USACE MDC Assisting in the Procurement of New Dredge
- Business & Finance
The U.S. Army Corps of Engineers’ Marine Design Center is managing the procurement of a dredge for the nation of Azerbaijan, as part of a broader U.S. Department of Defense program to enhance Azerbaijan’s maritime security.
The dredge will enable the Coast Guard of the State Border Service to operate its fleet of vessels and maintain access to the harbor entrance and shipping channels of ports located in the Caspian Sea.
The MDC, based in Philadelphia, is the Army Corps’ center of expertise for naval architecture and marine engineering. It manages the design and construction of barges, workboats, floating cranes, dredges and other vessels for USACE and other federal agencies.
“MDC was very happy to assist the Navy with this exciting project, as it drew upon our expertise with dredging equipment and floating plant procurement to meet the project’s tight schedule and unique in-country mission requirements,” said USACE MDC Director Brian Murtaugh.

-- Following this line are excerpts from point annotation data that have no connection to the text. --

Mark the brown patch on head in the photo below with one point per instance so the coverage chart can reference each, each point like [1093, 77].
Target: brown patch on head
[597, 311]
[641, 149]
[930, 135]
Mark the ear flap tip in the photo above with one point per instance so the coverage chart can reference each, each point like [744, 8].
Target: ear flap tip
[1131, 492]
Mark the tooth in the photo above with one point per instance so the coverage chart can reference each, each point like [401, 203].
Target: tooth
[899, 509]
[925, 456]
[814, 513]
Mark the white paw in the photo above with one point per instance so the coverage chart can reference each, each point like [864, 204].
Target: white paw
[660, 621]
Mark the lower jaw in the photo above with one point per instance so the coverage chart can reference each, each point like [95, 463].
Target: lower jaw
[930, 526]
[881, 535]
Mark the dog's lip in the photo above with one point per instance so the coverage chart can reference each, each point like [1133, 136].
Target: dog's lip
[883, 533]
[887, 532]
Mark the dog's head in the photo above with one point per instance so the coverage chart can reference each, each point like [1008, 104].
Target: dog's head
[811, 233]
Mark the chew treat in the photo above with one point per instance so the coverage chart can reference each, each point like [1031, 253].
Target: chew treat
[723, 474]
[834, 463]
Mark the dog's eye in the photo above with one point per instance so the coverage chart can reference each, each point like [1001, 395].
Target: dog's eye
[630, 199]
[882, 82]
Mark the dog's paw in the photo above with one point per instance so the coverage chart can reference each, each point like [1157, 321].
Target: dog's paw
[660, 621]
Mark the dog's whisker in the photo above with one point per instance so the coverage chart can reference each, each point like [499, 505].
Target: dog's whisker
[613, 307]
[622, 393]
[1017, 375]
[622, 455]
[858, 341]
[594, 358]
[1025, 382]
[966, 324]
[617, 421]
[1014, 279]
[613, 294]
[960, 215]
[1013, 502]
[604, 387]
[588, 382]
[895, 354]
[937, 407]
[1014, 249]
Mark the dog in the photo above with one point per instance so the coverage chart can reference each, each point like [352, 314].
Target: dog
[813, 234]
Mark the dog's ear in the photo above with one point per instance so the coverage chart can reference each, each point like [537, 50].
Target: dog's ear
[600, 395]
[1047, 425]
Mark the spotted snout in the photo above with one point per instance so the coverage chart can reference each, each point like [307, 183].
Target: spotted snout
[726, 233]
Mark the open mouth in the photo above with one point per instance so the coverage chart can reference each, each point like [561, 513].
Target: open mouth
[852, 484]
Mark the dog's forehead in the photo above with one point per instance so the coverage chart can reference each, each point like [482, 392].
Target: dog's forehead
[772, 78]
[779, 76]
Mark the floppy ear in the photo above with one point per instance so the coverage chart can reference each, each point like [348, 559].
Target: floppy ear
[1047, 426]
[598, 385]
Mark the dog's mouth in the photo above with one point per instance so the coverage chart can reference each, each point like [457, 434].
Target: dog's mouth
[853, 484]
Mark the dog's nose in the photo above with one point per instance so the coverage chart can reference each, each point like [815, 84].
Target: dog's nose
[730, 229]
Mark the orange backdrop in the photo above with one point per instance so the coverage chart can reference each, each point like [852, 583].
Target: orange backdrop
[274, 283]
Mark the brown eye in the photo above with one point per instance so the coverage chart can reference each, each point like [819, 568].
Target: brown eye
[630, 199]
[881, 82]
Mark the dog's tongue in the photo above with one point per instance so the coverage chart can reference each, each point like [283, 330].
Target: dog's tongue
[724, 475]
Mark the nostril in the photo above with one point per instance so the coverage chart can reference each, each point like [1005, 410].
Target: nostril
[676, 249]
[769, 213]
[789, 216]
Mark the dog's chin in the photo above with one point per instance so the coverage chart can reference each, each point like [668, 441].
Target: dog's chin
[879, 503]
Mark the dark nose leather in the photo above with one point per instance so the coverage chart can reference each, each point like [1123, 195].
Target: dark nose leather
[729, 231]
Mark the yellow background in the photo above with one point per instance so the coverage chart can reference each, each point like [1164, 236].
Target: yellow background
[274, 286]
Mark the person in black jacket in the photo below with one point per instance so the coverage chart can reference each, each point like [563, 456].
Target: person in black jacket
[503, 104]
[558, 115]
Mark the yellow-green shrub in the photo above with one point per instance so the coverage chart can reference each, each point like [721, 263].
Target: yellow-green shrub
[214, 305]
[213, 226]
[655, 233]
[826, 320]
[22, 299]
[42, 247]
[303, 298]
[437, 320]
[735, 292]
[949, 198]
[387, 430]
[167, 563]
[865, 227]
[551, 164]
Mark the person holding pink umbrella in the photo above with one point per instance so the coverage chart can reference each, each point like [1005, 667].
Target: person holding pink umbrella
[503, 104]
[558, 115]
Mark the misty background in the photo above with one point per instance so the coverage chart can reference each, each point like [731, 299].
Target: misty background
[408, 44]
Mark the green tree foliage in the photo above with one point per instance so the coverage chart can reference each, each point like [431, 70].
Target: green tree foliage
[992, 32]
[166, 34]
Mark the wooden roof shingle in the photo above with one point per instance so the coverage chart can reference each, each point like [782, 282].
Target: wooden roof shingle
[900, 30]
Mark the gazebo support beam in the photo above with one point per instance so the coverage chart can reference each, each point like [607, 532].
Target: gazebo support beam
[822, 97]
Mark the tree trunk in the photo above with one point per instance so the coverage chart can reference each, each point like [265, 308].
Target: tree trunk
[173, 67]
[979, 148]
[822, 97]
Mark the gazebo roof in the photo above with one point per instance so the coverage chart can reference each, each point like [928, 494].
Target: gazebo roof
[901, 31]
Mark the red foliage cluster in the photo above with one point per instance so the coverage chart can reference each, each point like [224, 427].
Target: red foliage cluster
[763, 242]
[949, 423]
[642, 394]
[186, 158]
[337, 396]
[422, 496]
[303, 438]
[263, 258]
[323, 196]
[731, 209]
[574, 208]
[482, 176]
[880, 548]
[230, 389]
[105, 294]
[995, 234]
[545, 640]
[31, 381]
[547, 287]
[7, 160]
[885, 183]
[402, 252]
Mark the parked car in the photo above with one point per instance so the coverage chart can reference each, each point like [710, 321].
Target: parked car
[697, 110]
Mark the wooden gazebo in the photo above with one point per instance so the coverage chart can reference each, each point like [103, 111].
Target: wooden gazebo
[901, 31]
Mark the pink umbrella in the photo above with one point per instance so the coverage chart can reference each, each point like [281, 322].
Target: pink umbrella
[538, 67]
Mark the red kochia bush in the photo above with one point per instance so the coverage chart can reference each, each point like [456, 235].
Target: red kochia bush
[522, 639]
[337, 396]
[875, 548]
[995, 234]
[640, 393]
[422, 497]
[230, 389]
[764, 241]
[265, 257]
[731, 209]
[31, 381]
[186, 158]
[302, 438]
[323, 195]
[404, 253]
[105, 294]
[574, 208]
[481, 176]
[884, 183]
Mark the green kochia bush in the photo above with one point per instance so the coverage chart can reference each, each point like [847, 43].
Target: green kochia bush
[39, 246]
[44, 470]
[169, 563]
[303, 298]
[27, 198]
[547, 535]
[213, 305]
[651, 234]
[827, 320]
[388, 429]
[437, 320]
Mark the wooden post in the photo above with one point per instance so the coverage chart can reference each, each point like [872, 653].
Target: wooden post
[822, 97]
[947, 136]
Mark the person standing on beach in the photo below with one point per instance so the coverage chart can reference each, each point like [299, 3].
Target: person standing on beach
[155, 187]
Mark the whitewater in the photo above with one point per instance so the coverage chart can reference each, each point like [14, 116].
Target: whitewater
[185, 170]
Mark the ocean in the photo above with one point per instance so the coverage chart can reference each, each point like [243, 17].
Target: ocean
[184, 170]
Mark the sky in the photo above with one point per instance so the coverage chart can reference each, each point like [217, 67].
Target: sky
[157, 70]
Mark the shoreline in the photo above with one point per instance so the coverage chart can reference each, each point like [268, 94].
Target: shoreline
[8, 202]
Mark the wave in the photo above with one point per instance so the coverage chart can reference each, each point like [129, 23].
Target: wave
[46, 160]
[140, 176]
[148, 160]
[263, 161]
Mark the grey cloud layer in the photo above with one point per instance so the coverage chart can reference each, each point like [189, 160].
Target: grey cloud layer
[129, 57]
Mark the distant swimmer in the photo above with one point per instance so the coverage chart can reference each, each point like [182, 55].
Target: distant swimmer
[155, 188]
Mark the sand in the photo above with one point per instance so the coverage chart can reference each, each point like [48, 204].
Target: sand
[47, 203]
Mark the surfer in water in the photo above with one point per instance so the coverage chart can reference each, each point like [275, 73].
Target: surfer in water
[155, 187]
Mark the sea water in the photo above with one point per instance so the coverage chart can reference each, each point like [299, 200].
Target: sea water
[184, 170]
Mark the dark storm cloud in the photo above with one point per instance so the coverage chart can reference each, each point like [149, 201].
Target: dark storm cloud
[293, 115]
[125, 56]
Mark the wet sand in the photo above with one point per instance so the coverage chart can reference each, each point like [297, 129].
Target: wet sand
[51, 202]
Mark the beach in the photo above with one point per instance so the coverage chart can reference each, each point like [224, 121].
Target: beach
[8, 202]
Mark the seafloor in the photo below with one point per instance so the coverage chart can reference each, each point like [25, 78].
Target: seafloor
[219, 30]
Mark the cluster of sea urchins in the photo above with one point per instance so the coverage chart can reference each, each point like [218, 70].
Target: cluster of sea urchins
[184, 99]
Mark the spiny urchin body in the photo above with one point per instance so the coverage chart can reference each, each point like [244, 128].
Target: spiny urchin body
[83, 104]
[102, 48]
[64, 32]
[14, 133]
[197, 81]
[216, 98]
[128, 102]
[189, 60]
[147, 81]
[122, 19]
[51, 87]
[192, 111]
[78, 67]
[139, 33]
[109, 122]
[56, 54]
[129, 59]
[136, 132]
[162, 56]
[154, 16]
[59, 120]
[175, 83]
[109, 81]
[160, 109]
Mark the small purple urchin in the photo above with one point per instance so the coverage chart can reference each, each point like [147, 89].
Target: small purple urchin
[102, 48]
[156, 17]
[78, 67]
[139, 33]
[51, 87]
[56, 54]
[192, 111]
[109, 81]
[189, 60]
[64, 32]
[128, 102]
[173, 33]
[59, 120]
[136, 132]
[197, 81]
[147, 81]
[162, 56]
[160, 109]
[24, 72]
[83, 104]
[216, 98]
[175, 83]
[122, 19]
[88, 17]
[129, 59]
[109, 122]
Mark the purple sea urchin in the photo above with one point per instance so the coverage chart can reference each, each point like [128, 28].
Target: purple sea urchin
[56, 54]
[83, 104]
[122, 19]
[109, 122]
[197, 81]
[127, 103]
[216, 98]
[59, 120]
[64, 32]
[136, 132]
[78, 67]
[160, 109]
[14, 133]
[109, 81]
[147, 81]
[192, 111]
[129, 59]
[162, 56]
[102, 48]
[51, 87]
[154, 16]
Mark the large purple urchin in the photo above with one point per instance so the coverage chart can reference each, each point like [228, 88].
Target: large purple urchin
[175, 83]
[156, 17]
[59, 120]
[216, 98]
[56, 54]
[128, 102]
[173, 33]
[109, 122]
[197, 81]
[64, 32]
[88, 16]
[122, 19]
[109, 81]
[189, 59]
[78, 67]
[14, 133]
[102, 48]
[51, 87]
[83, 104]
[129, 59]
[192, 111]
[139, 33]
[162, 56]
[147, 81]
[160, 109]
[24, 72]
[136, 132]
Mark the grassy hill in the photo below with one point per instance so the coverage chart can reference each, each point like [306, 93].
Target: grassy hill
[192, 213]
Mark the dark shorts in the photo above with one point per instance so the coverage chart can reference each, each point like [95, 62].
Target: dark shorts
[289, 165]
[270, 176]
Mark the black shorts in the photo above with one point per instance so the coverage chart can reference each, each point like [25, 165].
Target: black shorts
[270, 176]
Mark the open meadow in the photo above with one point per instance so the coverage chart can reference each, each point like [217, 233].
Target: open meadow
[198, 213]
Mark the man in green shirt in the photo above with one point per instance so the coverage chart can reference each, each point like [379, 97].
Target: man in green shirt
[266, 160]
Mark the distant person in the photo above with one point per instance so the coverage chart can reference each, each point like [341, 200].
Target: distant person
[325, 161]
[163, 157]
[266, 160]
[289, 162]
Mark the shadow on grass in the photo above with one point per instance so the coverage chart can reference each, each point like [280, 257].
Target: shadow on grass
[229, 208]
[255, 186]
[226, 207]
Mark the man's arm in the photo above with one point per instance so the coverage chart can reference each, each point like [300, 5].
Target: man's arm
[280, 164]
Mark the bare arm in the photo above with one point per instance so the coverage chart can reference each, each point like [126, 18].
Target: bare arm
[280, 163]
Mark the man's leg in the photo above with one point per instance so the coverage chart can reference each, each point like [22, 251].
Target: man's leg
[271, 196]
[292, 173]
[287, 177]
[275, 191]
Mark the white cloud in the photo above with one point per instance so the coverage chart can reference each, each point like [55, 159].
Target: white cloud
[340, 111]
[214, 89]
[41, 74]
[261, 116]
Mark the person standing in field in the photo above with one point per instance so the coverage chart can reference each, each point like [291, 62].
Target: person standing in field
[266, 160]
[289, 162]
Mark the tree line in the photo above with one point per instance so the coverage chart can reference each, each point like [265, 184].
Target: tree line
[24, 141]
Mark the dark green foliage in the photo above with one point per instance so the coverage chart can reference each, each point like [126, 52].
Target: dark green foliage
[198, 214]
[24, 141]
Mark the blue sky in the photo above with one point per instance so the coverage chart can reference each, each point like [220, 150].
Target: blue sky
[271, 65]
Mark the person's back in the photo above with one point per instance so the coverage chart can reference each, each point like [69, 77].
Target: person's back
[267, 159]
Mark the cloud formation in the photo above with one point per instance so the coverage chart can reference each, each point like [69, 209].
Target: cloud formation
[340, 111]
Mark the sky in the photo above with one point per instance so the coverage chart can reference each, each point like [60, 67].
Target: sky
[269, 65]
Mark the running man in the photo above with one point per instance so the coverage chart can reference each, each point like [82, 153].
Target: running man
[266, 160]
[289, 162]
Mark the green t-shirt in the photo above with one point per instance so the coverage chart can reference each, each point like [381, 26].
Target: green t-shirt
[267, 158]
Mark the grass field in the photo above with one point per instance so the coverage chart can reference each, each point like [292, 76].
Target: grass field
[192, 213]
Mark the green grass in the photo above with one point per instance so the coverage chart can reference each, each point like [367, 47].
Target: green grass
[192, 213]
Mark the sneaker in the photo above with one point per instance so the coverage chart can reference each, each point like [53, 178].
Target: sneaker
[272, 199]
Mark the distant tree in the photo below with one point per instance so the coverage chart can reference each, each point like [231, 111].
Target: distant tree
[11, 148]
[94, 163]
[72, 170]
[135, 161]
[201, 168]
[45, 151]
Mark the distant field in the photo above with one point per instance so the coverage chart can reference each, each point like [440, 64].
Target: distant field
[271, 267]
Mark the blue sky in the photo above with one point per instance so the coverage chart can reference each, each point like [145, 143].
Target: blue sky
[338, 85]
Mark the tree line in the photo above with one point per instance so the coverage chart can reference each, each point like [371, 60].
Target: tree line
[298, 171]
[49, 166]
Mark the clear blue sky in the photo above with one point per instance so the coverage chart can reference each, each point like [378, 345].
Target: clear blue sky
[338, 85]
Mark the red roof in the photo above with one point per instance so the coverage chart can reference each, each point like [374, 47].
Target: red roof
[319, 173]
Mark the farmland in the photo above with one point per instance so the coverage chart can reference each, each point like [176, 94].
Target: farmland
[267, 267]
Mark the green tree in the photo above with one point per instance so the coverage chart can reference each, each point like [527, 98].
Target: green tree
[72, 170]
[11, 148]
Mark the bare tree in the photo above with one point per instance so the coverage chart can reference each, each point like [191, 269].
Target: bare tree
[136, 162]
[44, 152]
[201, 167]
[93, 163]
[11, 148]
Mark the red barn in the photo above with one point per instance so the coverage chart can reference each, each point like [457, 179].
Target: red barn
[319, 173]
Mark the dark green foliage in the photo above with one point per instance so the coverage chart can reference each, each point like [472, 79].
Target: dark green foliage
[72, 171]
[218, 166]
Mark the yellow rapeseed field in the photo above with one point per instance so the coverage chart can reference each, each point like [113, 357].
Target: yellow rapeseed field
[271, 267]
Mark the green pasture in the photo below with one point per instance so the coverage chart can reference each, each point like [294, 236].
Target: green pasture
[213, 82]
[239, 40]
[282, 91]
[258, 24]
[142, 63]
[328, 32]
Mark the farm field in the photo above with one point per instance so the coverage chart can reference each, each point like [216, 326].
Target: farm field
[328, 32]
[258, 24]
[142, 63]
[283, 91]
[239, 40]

When complete, the new cutter suction dredge will be used to maintain the harbor entrance and shipping channels of State Border Service Coast Guard ports in the Caspian Sea.
The 50-foot vessel will be designed to dredge to a maximum depth of 20 feet with a 42 horsepower cutterhead and pump the sediment through over 3,500 feet of floating discharge pipe.
The dredge will be equipped with two spuds, two swing winches and two anchors to facilitate the positioning and dredging operations.
All dredge functions will be powered by a single CAT C13, 440 horsepower rated engine, with a hydraulic system filled with U.S. EPA environmentally acceptable fluids.
In September 2019, MDC awarded a $1.2 million contract to DSC Dredge, a small business based in New Orleans, to design and construct the cutter suction dredge.
The contract will be administered in three phases. The first phase is ongoing now and includes engineering and design. The second phase includes construction and testing at the manufacturer facility in New Orleans and the third phase includes re-assembly and testing in Azerbaijan.